# Cane Defense for Seniors Video



## MA-Caver (Mar 31, 2009)

Found this on that (annoying) Good Morning Yahoo site with this gentleman showing a few techniques defenses designed for seniors who walk about with a cane. http://gmy.news.yahoo.com/v/1273809...fox108333_self_defense_tailormade_for_seniors
The man has a website http://modernhapkido.org/ where the video can be found. 

Found it interesting to say the least. But got to thinking about my parents who are in their 80's. My step-mother has the heart but definitely NOT the muscle to wield one effectively... even if to the shins. Not to mention that her balance is poor enough as it is. She barely manages to get from the house to the car to the store without falling over. She's stubborn, refuses to use a cane. 
My father has the muscle indeed and the wherewithal... but being blind (and deaf) he's at a distinct disadvantage. 

So basically the defense would be worthwhile for _some_ seniors to learn but not all. Particularly those who didn't take care of themselves in their younger days (even while they were in their 50's). I personally know quite a few who would be easy to overcome... especially with a vicious attack. 
The idea that comes to my mind for those too weak to put up an even marginal defense is some sort of pepper spray but even one with a skin dye (like those found in bank robbery bags) that will mark their assailant for easier identification later.  At least the scumbag won't get away with it for long.


----------



## Drac (Mar 31, 2009)

Yes, IMHO cane defenses are for those who are able to stand unassisted.. The problem with any type of spray is they must be taught to keep it in their hands whenever they walk to their cars..


----------



## matt.m (Apr 8, 2009)

Well I agree with most of the need for some unassisted stability.  However, I often walk with a cane and I tell ya that you can do some excellent striking with one.  Also, a lot depends on if the person using the cane has had prior training.


----------



## tshadowchaser (Apr 9, 2009)

If you can not stand without the cane your not going to be useing it to defend yourslef unless your on the ground or in a chair.  Even then it is questionable if you will be able to put enough force into the technique to defend yourslef


----------



## Drac (Apr 9, 2009)

matt.m said:


> Well I agree with most of the need for some unassisted stability. However, I often walk with a cane and I tell ya that you can do some excellent striking with one. Also, a lot depends on if the person using the cane has had prior training.


 
Yes, the possibilities are limited only by your imagination..


----------



## terryl965 (Apr 9, 2009)

I have to agree with tshadowchaser on this one.


----------



## Drac (Apr 9, 2009)

tshadowchaser said:


> If you can not stand without the cane your not going to be useing it to defend yourslef unless your on the ground or in a chair. Even then it is questionable if you will be able to put enough force into the technique to defend yourslef


 
On the ground a strike across the shins will get most folks attention, and then using the crook you can hook an ankle or behind the knee and make them fall down and go boom, yes we have played around with it and it works.Again it will depend on the persons physical state..Someone totally weakened by sickness or extreme old age might have a problem..


----------



## MA-Caver (Apr 9, 2009)

Drac said:


> On the ground a strike across the shins will get most folks attention, and then using the crook you can hook an ankle or behind the knee and make them fall down and go boom, yes we have played around with it and it works.Again it will depend on the persons physical state..Someone totally weakened by sickness or extreme old age might have a problem..
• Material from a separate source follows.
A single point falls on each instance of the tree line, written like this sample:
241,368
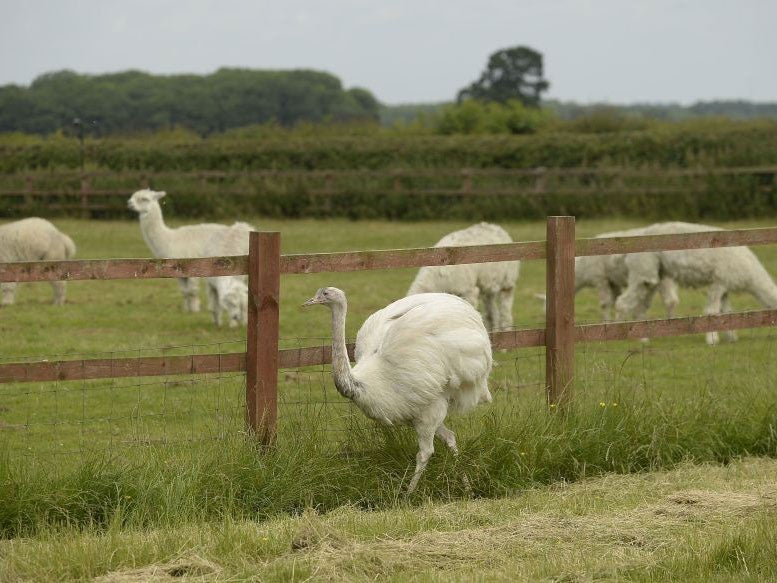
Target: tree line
133,100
Accuracy might be a problem here but a nice swinging blow to the throat or ears or even across the bridge of the nose... 

Yet again it's one thing to just smash those areas as opposed to tapping them.


----------



## Jimi (Apr 10, 2009)

Back in 1998, I traveled to L.A. to see a training associate. My Bando Instructor told me to prepare myself to help this associate instructor with some of his students in the use of the Cane. I worked a great deal of Drills & a Form I was to use as a base for instruction. 

Two of this associates students were in their early to mid 50's, and were able to pick up much of the dynamic strikes, locks, throws, takedowns & chokes fairly well although with their training in other arts they were unable to retain the entire Form as instructed, but they got a lot of solid techniques to use. Another of our associates students was a senior citizen who was a former military officer who served in WWII and had trained a great deal in the Martial Arts for a man of the time (Our associate just called him Sensei as did I), I believe at the time he was 74. 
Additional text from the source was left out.